O anúncio do Governo do Distrito Federal (GDF) de que irá reter cerca de R$ 56 milhões em créditos de transporte considerados “inativos” reacendeu críticas sobre a real natureza do programa “Vai de Graça”, que garante gratuidade no transporte público aos domingos. A medida, apresentada oficialmente como ajuste administrativo e ferramenta de equilíbrio fiscal, foi recebida por especialistas e usuários como um movimento que levanta dúvidas sobre transparência, planejamento e respeito ao dinheiro dos passageiros.
Créditos retidos: solução fiscal ou apropriação indevida?
Segundo o governo, os valores correspondem a créditos que permaneceram sem uso por cinco anos e que, de acordo com normas internas, podem ser reabsorvidos pelo sistema. Na prática, significa que recursos pagos pelos usuários retornam aos cofres públicos, não aos donos originais dos cartões.
Para entidades de defesa do consumidor, porém, a medida desafia o princípio elementar de propriedade. “O fato de o crédito não ter sido utilizado não muda que ele foi comprado. É do usuário, não do Estado”, criticam especialistas, que defendem maior publicidade e clareza sobre as regras de expiração.
O contraste com o discurso oficial
Enquanto o Palácio do Buriti destaca o custo anual de R$ 2 bilhões do sistema de transporte, a renovação recente da frota e o congelamento das tarifas, críticos afirmam que o governo cria uma narrativa de necessidade fiscal para justificar a retenção dos valores. Para eles, o contraste entre o discurso de generosidade do “Vai de Graça” e a decisão de absorver créditos pagos pela população expõe uma contradição difícil de ignorar.
O programa, divulgado amplamente nas redes institucionais e em campanhas publicitárias, sempre foi apresentado como gesto de inclusão social e incentivo ao lazer. A retenção milionária, contudo, levanta suspeitas sobre se essa gratuidade não teria sido, indiretamente, financiada pelo próprio usuário.
Falta de transparência e comunicação deficiente
Outro ponto central das críticas é a falta de informação clara e acessível. Muitos usuários relatam jamais ter sido informados de que seus créditos poderiam expirar ou ser confiscados. “O mínimo seria avisar, enviar notificação, permitir resgate. O governo fala em responsabilidade fiscal, mas ignora a responsabilidade com o cidadão”, afirma um representante de associação de passageiros.

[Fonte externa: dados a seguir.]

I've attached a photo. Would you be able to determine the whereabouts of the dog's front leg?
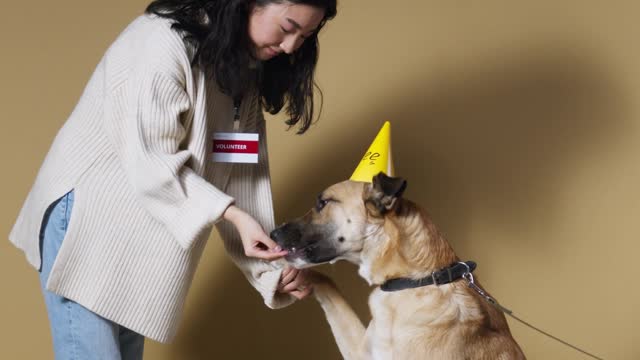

Especialistas em direito público observam que a política de expiração não é ilegal por si só, mas deveria ser objeto de ampla divulgação e justificativas claras. “Sem transparência, o governo transforma um procedimento administrativo em manobra questionável”, dizem.
O “Vai de Graça” e o custo oculto da política pública
Para analistas políticos, o caso simboliza um padrão recorrente na administração pública brasileira: benefícios anunciados de forma ruidosa, acompanhados de custos silenciosos. Na visão desses críticos, o governo oferece com grande aparente generosidade um serviço gratuito, mas compensa a perda de arrecadação com mecanismos indiretos, pouco divulgados e que impactam justamente o cidadão comum.
“O cidadão ganha uma passagem no domingo e perde o crédito que comprou com seu próprio dinheiro. Na prática, a conta da gratuidade acaba recaindo sobre ele”, resumem especialistas em políticas de mobilidade.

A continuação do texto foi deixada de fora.